O último documento lançado pelo Banco Mundial, no dia 09 do mês vigente, aponta que o desenvolvimento inclusivo deve prestar muita atenção aos povos tradicionais.  Agindo assim, entenderemos que o que nos importa é o nosso valor cultural identitário, que não tem o preço que querem nos impor, pois apenas  coisificam nossos recursos, como o que faz os autores, atores e diretores de terra e paixão, que se vangloriam de um modelo que vem causando com seus glifosatos e outros defensivos e fertilizantes, o que já nos é muito caro, como o observado com os problemas de saúde das crianças e professores de Belterra.  
 
Essa conta fechará quanto mais rápido tivermos o protagonismo amazônico na linha de frente, construindo juntos o desmatamento zero que o mundo e nós queremos (em abril deste ano caiu 68%), dando a chance de respirarmos e caminharmos em direção a travessia que precisamos fazer, não ficando à margem de nós mesmos.

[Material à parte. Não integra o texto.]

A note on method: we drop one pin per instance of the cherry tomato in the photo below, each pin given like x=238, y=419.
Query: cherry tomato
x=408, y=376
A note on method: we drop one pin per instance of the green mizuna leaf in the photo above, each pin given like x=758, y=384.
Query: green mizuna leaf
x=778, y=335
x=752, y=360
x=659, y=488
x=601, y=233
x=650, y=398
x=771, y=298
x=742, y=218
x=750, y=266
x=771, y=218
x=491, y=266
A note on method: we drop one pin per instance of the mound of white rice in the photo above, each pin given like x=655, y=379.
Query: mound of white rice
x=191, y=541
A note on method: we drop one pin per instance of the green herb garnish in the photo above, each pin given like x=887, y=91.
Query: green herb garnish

Entre a pá-i-chão e o amor à terra, devemos optar por caminhamos seguros em nosso solo que representa o afeto e a segurança de pertencermos a um ambiente sagrado, sem nos deixar ser enganados pelas modernas fábricas de ilusão, só reza pode nos livrar do mal e caminhando de mãos dadas, junto ao amor que nos uniu eternamente, talvez ainda façamos muita gente feliz, como a Rita e o Roberto, para o bem de todos. Aí sim chegaremos a 100 %. 
 
                
         

Santarém, 15 de maio de 2023 – quando completamos 2 anos de casados.